吳雪隻覺得奇妙無比,苦笑著爬起身,說道:“發生什麽了?她們呢?”
見吳雪笑了,翎歌忽而抬起手,便是一記耳光,雖然出手不甚沉重,但吳雪卻極為詫異,目瞪口呆道:“你……你這是幹什麽?”
翎歌也不知道為什麽,為什麽突然很厭惡這張笑臉,好似人畜無害,但是城府頗深的臉。而他的眼睛,那雙透露著純稚的鳳眼,既狡黠又純真,被他盯著總有種坐臥難安的感覺。剛才被幻影吳雪戲弄嘲笑的翎歌,好似還沒有從那屈辱之中回過神來。她可從來沒有受過這種侮辱,更何況從前良好的家庭教育的緣故,若是教她自己成為了別人口中的“蕩婦”,只怕她尋死的心都有。她在竭力遏製自己,以極其複雜又矛盾的心緒揮出了一掌,盡管她知道這個吳雪不是那個虛假的吳雪,但是她忽然有一種公報私仇的快感。
翎歌臉上露出快意,盡管她知道自己只不過是在無理取鬧,也還是有種報復戲弄的快感,冷冷道:“你跑到哪去了?”
吳雪說道:“我恐怕中了一種很厲害的幻術,以至於難以分辨真假……”
翎歌說道:“哦,那種幻術我們已經討論過了,是黑月白狐獨有的化象神之術。
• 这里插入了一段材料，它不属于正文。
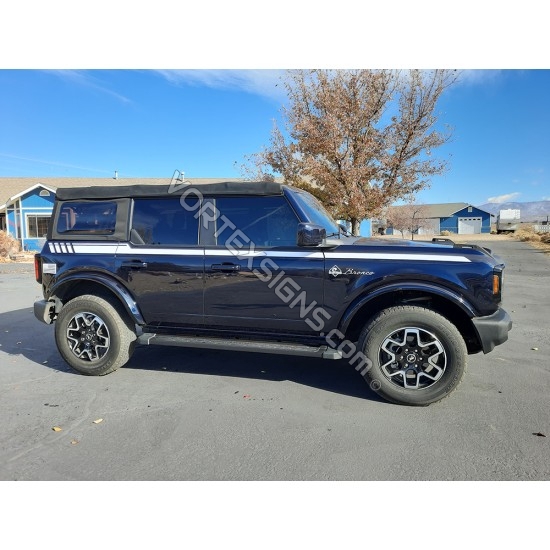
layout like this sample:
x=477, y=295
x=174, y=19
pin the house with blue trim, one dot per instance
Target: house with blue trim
x=26, y=214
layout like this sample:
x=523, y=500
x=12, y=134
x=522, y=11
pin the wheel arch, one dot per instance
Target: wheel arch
x=97, y=284
x=445, y=302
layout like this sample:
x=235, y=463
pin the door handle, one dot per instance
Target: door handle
x=134, y=264
x=225, y=267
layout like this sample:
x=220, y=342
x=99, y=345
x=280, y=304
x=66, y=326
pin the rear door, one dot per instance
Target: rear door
x=163, y=264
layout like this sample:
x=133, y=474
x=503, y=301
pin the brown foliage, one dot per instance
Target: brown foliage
x=408, y=218
x=358, y=139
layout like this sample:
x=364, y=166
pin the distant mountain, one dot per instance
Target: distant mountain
x=529, y=211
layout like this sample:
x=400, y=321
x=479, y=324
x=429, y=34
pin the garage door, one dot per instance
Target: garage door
x=469, y=226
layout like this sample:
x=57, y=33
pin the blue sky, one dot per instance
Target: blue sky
x=147, y=123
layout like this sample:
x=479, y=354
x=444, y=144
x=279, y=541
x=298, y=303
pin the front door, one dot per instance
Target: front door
x=256, y=278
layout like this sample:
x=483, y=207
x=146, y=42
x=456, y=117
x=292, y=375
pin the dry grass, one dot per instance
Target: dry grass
x=540, y=241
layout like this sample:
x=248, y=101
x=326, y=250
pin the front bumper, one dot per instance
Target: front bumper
x=493, y=329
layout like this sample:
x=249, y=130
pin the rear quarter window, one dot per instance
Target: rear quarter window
x=98, y=218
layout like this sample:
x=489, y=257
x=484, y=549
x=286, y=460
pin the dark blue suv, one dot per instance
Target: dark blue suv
x=262, y=267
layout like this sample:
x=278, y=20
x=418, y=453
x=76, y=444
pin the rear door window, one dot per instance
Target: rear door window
x=165, y=222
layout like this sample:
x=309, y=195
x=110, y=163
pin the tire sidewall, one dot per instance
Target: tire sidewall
x=415, y=317
x=109, y=316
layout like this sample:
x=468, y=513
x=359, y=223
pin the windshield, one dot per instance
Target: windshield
x=316, y=212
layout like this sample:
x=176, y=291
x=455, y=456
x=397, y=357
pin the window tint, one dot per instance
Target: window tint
x=266, y=221
x=165, y=222
x=37, y=226
x=87, y=217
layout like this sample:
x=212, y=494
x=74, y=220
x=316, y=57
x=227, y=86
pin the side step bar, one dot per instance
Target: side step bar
x=324, y=352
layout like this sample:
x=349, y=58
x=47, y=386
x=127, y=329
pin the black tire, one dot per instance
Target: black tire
x=418, y=356
x=93, y=335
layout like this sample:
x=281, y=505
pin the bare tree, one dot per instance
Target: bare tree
x=358, y=139
x=410, y=218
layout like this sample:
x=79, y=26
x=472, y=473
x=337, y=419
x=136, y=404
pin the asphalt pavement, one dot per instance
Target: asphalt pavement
x=183, y=414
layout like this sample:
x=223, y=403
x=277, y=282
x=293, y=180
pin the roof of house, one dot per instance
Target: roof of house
x=445, y=210
x=14, y=187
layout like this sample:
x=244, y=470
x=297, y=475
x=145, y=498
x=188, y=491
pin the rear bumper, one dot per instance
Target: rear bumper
x=493, y=329
x=44, y=311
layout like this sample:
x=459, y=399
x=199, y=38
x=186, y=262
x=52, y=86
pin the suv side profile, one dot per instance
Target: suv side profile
x=262, y=267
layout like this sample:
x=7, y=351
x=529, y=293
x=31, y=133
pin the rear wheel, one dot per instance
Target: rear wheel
x=418, y=356
x=93, y=335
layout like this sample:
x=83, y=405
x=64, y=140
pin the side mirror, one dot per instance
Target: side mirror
x=311, y=234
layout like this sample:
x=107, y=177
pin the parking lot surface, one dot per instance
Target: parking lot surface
x=184, y=414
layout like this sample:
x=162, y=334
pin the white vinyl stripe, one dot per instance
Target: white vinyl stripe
x=154, y=251
x=122, y=249
x=263, y=253
x=81, y=248
x=395, y=256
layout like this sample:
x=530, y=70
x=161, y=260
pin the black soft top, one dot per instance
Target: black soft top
x=122, y=191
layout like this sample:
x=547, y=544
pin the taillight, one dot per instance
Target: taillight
x=497, y=284
x=38, y=268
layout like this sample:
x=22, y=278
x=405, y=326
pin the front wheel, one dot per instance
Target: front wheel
x=418, y=356
x=94, y=336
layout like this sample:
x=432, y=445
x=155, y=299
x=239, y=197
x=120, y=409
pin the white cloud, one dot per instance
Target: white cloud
x=262, y=82
x=504, y=198
x=84, y=78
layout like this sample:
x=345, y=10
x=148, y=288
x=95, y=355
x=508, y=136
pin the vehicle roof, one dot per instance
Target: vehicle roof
x=123, y=191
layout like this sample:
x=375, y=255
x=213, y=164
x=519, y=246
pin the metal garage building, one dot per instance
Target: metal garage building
x=461, y=218
x=457, y=217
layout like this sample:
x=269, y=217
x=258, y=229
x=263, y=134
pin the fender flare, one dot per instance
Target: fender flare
x=119, y=290
x=364, y=299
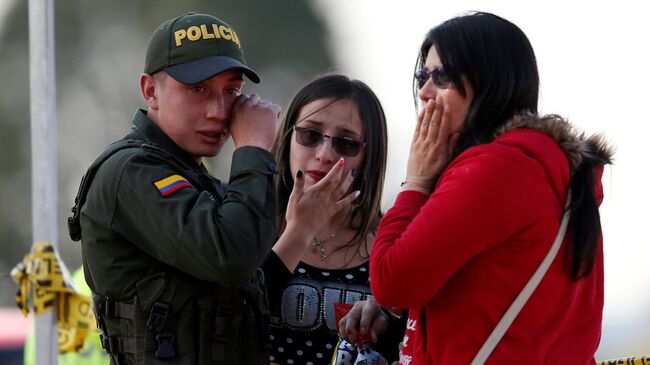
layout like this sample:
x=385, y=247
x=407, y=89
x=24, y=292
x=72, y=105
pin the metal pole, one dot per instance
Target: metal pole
x=44, y=153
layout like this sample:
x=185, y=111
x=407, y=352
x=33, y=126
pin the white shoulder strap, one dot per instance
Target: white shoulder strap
x=525, y=294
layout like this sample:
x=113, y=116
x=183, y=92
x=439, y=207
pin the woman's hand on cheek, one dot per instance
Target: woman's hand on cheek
x=432, y=146
x=311, y=209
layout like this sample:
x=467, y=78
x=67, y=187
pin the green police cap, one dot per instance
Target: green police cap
x=194, y=47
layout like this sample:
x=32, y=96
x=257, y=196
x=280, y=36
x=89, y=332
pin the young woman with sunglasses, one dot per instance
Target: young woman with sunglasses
x=331, y=146
x=487, y=182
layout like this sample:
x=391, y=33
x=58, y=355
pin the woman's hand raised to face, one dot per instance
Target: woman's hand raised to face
x=320, y=202
x=309, y=210
x=431, y=148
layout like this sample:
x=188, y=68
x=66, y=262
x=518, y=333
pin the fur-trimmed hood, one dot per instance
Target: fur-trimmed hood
x=578, y=147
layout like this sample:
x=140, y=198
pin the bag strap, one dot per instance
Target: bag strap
x=526, y=292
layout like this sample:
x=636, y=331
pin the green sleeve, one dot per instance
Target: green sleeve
x=189, y=229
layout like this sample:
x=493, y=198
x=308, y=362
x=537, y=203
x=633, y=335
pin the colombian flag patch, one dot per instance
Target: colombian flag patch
x=170, y=184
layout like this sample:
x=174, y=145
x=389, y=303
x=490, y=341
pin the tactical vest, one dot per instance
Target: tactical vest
x=175, y=318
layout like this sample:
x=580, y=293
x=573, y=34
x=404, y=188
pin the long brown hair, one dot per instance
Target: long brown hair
x=369, y=179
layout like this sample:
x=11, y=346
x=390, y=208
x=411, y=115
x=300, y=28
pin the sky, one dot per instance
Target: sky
x=593, y=62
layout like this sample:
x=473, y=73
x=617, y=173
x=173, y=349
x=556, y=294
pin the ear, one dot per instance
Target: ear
x=148, y=88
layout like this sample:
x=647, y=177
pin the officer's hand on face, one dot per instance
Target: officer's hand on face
x=253, y=121
x=364, y=317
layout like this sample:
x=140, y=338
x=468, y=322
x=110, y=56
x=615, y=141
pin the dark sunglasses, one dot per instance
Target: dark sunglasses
x=438, y=75
x=344, y=146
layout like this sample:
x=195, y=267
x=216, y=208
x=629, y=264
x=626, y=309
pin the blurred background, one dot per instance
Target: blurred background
x=593, y=64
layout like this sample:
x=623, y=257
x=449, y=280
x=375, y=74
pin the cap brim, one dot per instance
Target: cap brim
x=202, y=69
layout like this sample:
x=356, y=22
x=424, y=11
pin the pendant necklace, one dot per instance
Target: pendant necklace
x=320, y=245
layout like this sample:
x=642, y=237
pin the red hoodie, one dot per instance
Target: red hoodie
x=459, y=257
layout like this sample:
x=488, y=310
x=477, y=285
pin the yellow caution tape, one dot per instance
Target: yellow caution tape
x=42, y=278
x=635, y=360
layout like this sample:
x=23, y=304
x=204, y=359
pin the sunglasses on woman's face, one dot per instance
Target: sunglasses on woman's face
x=438, y=75
x=344, y=146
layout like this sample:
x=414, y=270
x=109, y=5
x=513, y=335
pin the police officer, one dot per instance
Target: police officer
x=169, y=252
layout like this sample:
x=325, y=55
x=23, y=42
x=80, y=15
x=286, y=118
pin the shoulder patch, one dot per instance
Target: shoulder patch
x=171, y=184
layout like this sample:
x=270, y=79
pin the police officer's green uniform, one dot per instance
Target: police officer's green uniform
x=170, y=254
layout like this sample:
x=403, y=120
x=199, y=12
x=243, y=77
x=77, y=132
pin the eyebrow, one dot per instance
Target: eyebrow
x=344, y=131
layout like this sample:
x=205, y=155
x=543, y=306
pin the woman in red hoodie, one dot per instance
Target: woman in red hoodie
x=486, y=187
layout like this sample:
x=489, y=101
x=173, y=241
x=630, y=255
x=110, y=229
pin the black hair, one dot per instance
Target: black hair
x=365, y=214
x=497, y=60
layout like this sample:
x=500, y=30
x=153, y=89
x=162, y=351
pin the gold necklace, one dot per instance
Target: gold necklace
x=320, y=245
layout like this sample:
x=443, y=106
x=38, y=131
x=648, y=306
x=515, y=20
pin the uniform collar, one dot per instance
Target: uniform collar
x=145, y=128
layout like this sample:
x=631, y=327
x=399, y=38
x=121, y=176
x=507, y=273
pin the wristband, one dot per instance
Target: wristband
x=414, y=184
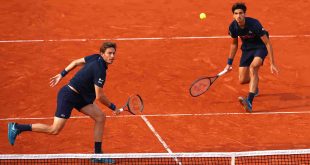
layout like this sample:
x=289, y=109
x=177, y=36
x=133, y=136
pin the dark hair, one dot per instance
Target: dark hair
x=239, y=5
x=107, y=45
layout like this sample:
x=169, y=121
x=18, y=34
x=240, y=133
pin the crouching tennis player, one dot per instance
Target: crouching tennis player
x=80, y=93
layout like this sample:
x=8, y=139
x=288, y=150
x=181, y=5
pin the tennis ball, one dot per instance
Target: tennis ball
x=202, y=16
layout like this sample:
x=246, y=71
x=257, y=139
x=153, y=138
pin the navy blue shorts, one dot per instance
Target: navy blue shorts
x=248, y=56
x=67, y=99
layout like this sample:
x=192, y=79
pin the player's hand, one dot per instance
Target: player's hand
x=274, y=69
x=55, y=80
x=117, y=111
x=228, y=67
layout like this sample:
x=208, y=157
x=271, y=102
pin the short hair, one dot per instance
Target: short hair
x=239, y=5
x=107, y=45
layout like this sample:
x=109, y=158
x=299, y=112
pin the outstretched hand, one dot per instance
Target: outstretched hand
x=55, y=80
x=228, y=67
x=274, y=69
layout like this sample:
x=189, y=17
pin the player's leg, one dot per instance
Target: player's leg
x=253, y=86
x=244, y=75
x=99, y=117
x=53, y=129
x=63, y=112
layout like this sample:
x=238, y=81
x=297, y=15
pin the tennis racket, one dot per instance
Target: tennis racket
x=202, y=84
x=134, y=105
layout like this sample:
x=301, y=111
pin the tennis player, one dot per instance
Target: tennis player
x=80, y=93
x=255, y=47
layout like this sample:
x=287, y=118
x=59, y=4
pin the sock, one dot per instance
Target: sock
x=251, y=97
x=23, y=127
x=98, y=147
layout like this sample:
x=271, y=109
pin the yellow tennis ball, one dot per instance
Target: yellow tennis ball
x=202, y=16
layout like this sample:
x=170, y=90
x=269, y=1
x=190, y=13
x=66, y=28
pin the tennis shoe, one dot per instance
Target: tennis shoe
x=12, y=133
x=103, y=160
x=245, y=103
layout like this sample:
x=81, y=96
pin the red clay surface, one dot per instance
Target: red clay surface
x=159, y=70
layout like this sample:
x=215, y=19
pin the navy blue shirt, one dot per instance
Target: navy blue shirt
x=93, y=73
x=250, y=34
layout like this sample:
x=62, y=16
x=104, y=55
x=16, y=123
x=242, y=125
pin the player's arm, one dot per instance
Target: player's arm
x=232, y=53
x=267, y=42
x=100, y=96
x=55, y=80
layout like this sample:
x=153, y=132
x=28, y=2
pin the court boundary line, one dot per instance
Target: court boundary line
x=166, y=115
x=139, y=38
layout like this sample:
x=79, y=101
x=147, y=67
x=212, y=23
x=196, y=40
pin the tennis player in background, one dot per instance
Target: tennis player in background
x=80, y=93
x=255, y=47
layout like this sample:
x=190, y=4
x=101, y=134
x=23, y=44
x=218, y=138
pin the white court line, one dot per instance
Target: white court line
x=156, y=134
x=141, y=38
x=166, y=115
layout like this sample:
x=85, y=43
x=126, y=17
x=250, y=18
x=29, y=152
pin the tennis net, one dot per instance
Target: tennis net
x=272, y=157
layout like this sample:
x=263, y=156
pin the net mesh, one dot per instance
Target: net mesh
x=277, y=157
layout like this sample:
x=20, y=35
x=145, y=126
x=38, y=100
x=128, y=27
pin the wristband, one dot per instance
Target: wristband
x=112, y=107
x=229, y=61
x=64, y=73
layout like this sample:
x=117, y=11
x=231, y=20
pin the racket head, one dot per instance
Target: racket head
x=200, y=86
x=135, y=104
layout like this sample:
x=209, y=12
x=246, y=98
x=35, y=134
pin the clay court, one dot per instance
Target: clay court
x=162, y=47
”
吳雪聞言一愣,苦笑道:“黑月白狐?化象神之術?”
他可是還記得這個黑月白狐,之前在臨江城面對塗巫舍之際,從天都來的小少爺宇文泰跟他說起過這個神秘女大盜的傳說,但是他可沒想到,會在這個地方,以這樣一種方式再一次聽到這個從前名噪一時的魔女的大名。
翎歌點點頭,說道:“這個人曾經可是名動京城,有多少人憧憬她,就有多少人憎恨她。”
吳雪笑道:“那翎歌姑娘對這個女大盜是憧憬,還得憎惡?”
翎歌白了他一眼,好像是在看一個傻瓜,說道:“她成名的時候,我們恐怕不是沒出生,就是還被抱在懷裡……”
吳雪笑道:“也對哦。一個沒有經歷過的人,怎可妄加評斷呢?不過我倒是挺敬佩這個人物,正如那些雖然早已脫離江湖,但仍舊流傳著傳說的人,著實令人敬佩。可是對於一些橫征暴斂、貪得無厭的人來說,她可就是一個揮之不去的夢魘了……”
翎歌忽然覺得好笑,心想自己剛才還莫名其妙打過他一巴掌,而他仿佛沒事人一樣,毫不在意。他是真大度,還是心有城府?正如他從不吝惜對一個良善之人的溢美之詞,也不掩飾對一個窮凶極惡之徒的厭惡。那麽,他對於她是怎麽個看法呢?一個故友?一個曾經有過短暫接觸又因巧合而相聚的過路人?
不過吳雪可不是毫無心無芥蒂,他隻感覺莫名其妙,因為這是他第無數次被這個姑娘摑耳光。只不過她每次都輕飄飄地打來,連個紅印都沒留下,倒像是曖昧不清的愛撫了。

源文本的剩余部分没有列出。